In the end, the answer to Jen’s question of how long it’d take to make something that suits her needs seems to me to be something like “an afternoon.” So we’re putting it to the test.

The Bill of Goods for Our Checklist Application

I’m well aware that checklist applications are a bit of a meme in the developer community for being every #learntocode developer’s baby’s first application, and I am chuckling at myself for wanting to do this, but picky people will be picky, and I’m no exception. Doing this will be pretty boring, and I don’t want to spend longer doing it than I ought to.
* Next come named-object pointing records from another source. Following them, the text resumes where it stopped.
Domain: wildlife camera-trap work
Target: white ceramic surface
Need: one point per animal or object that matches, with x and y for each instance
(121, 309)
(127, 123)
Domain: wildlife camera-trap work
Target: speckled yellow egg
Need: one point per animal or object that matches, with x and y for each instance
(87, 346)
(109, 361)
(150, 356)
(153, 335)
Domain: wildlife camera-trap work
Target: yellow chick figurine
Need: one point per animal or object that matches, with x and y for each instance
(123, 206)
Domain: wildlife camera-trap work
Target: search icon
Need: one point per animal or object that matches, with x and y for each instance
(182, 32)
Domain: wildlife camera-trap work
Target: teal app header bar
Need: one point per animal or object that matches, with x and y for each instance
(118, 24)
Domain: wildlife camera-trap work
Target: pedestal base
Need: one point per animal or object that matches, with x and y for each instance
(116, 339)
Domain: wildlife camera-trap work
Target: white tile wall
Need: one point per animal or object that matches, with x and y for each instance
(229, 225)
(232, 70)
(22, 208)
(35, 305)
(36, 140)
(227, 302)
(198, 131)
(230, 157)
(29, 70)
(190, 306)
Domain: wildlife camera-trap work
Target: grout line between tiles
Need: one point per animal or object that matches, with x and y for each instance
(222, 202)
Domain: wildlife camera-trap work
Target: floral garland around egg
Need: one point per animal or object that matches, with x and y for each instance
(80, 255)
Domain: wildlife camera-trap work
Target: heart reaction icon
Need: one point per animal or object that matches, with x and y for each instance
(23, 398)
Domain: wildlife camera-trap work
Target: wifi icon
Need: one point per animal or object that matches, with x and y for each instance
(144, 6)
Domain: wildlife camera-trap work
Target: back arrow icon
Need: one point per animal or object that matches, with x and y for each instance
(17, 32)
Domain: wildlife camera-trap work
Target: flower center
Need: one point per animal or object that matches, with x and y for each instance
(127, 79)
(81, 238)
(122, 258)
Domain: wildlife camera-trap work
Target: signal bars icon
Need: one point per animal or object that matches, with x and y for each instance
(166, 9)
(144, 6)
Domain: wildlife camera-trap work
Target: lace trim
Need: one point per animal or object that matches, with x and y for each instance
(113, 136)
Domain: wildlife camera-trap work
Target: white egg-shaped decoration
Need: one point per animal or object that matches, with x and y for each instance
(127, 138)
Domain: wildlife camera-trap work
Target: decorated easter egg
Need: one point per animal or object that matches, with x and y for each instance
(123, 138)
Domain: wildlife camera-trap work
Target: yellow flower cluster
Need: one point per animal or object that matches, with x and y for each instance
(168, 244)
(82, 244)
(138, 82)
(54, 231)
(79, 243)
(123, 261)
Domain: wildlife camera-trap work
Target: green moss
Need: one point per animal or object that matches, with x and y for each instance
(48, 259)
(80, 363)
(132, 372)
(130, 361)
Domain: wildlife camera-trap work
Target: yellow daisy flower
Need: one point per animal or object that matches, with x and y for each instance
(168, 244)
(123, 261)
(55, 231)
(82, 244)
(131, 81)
So, Jen and I hatched a plan: we’ll challenge ourselves to start and finish the whole application process within a single 9am - 5pm work day. Here’s our plan:

  • The site will be a client-rendered web application: no need to go too fancy. Since the amount of content is low and the interactions are not super complex, the initial load time of the site shouldn’t be too big of an issue, and the dynamic nature of the application will benefit from the responsive feel of client side rendering.
  • Jen will be in charge of developing most of the front end using React, HTML, and CSS.
  • I’m planning to set up a persistent data store layer using Node.js running on a Linode server with a document based storage system like MongoDB. This will serve the task data to each user and will avoid a complicated ORM for such a simple set of tasks. I’ve never used Node.js or MongoDB, so it’ll be fun to break into that world.
  • Functionality will require a user authentication stage, a dynamic view of a list of tasks and durations adding, deleting, checking off, and editing tasks.